Indiana General Assembly staff members would be allowed to carry handguns inside the state Capitol under a bill recommended for passage on a party-line vote Wednesday by the Senate Judiciary Committee.

Republican members favored the bill in a 6-3 vote after two Democratic senators expressed concerns about the legislation given the disparate treatment of African-Americans who carry guns.

Sen. Jim Tomes, R-Wadesville, sponsored the bill and said legislative assistants and other General Assembly staff members sometimes are in the Statehouse late at night and should have the same rights as lawmakers to carry guns under the Capitol Rotunda. He said staffers don’t have the luxury of parking next to the Statehouse as lawmakers do, and they may face dangers walking to dark downtown parking garages at night.

“We’re living in a violent world, and it’s unfortunate we have to think upon these terms today, but as you watch the local news, you see how violent the world is,” Tomes testified in support of Senate Bill 259. “It’s necessary now for people to have an opportunity to protect themselves.”

Sen. Greg Taylor, D-Indianapolis, challenged Tomes to identify the number of attacks on legislators or staff at the Capitol since he became a member of the Legislature. Tomes said he wasn’t aware of any, but he said crime was expected to rise in Indianapolis. “In this area, there is trouble out and about,” he said.

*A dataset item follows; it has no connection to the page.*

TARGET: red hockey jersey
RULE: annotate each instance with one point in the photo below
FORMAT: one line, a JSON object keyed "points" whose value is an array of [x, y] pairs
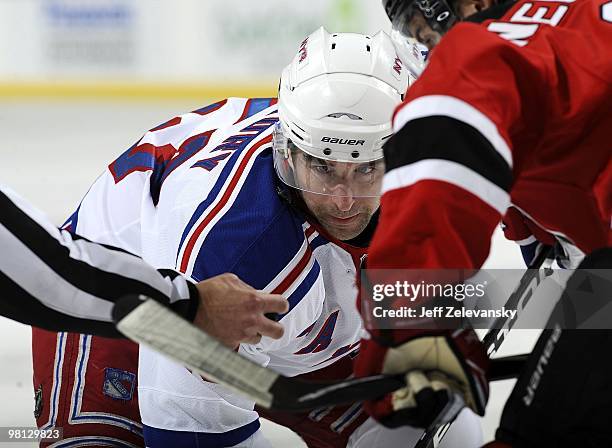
{"points": [[512, 110]]}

“As someone from a minority persuasion,” Taylor said, “if I walk in this building with a gun, I still get stopped by security, senator, it is the day and time we live in.” He said the legislation “is a scary proposition for me.”

“I know what carrying a firearm can lead to, even by a law-abiding citizen,” he said.

Committee Chairman Sen. Brent Steele, R-Bedford, a co-author of the bill, said that as a senator, Taylor wouldn’t go through metal detectors at the Statehouse as the public does, and he wouldn’t be subjected to a search.

But Taylor said that wasn’t his point. “If I said I had a firearm when the police stop me, it will be a totally different situation,” he said. “I’m the spitting image of, it does happen.”

Taylor also asked whether other statehouse denizens such as lawyers and lobbyists should be permitted to carry weapons in the Capitol. “It would be nice,” Tomes said. “Where’s the limit? I don’t know.”

Sen. Lonnie Randolph, D-East Chicago, also was troubled by the bill. He said a general ban on statehouse staffers carrying firearms was adopted in the 1990s after a rash of shootings in government offices nationwide.

“There were discussions about security at the Statehouse here,” Randolph said. “Sometimes people get heated, they get mad, and an irrational person might reach for a sidearm.”

Randolph also said given police shootings of law-abiding black citizens who were carrying guns in Chicago and elsewhere around the country, he couldn’t support the bill in the current climate.

Sen. John Broden, D-South Bend, also voted against the bill.

Tomes also is the author of another gun-related bill, SB 36, that would remove alcohol abusers from the list of those not considered proper people to receive a permit to carry a handgun.

The bill had been scheduled to be heard by the committee Wednesday after it was continued following a contentious hearing last week, but it was withdrawn from the panel’s agenda. The proposal has not been rescheduled for a committee vote.